It’s time for more rants about my writing insecurities, courtesy of the inimitable Alex J. Cavanaugh. If you’re not already part of the horde of Insecure Writers that is taking the literary world by storm, click this here linky, where you’ll find some of the nicest writers on the world-wide web.
Now for this month’s rant.
I’m determined to keep this post under five hundred words, and I give you permission to stop reading at word five hundred and one. Why would I do that?
I’m a writer, dammit. I have a lot to say. Is that bad?
Actually, yes. Because I’ve discovered that in my quest to fill the screen with words I’ve gone a little overboard. I’m wordy, otherwise known as verbose, loquacious, long-winded, flowery, garrulous, chatty, and overwrought. I’m the most talkative person at the novel-writing party. I’m the windbag that talks your ear off, eats the last of the crudités, and won’t go home, even after the party hosts have snuck off to bed.
That was okay for a while. I knew I wasn’t a short story writer, and because of that I even concluded I wasn’t a writer at all. But when I sat down to write the story that I always wanted to read, I ended up with a 126k first draft of a novel. I went on to win NaNoWriMo three years in a row, with a word count of 75k, 122k, and 107k each year. A hundred thousand words in a month doesn’t even make me break a sweat.
But now that I’m trying to revise my novel into something marketable, my hefty word count has come back to haunt me. As part of the process of rewriting, I did some calculations based on what I thought were my better developed scenes and estimated that my average scene length would be about 1400 words. Using that figure I went on to sketch out my scenes for revision and charted a course of sixty-nine scenes for a completed novel of about 97k.
Enter Ms. Wordy.
It turns out my scenes average closer to 2000 words, so if I’m not careful, my mainstream -with-elements-of-paranormal novel will clock in at a bloated 138k words.
Right now, I’m flirting with 115k, and really hoping some of my upcoming scenes lose some words and stay below their projected length.

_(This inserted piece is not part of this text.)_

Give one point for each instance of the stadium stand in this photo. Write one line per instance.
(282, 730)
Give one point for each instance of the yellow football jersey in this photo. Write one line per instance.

I did some homework with Scrivener in Outliner mode to see where things went wrong. (And don’t you just love Scrivener? All those features … but I digress, and the clock is ticking on my five hundred word post—)
(The ‘target’ word count is the count for my first draft of the scenes.)
Does this mean my novel is doomed? Will my word count woes spell the ultimate collapse of my fragile publication dreams?
And, how do these bounteous word counts befall me, anyway?
Allow me, before this post’s word count kicks my prolific butt, to give an example.
“This is going to sound weird,” Nick said. Another wave rushed under Libra’s feet, and Nick pulled her away from the water. “Sure you don’t mind the water?”
“Not at all.” Libra smiled as the sand tickled her toes. “But tell me, what’s weird?”
“I saw you, twice before the night of the accident.”
Warning: My post crossed the 500 word mark in the middle of that excerpt. So, you can stop reading …
But, like the blabbermouth I am, I decided this was choppy and sounded somewhat unnatural. I revised it to this:
Another wave rushed under Libra’s feet, and Nick pulled her away from the surf. “Sure you don’t mind the water?”
“Not at all.” Libra smiled as the sand tickled her toes. She caught sight of Nick’s eyes in the moonlight before he turned to hide his face as if in shame.
“This is going to sound weird,” Nick said. “And I don’t know if I should even tell you this. You’ll think I’m nuts.”
“I would never think you’re nuts.”
“Cross my heart. So tell me―what’s weird?”
“I saw you, twice, before the night of the accident.”
Oh, dear. My five hundred words came and went about two hundred words ago…
What do you think, insecure writers? How do you make every word count? Anybody got a weed wacker in their novel revision toolshed? I could really use one right now!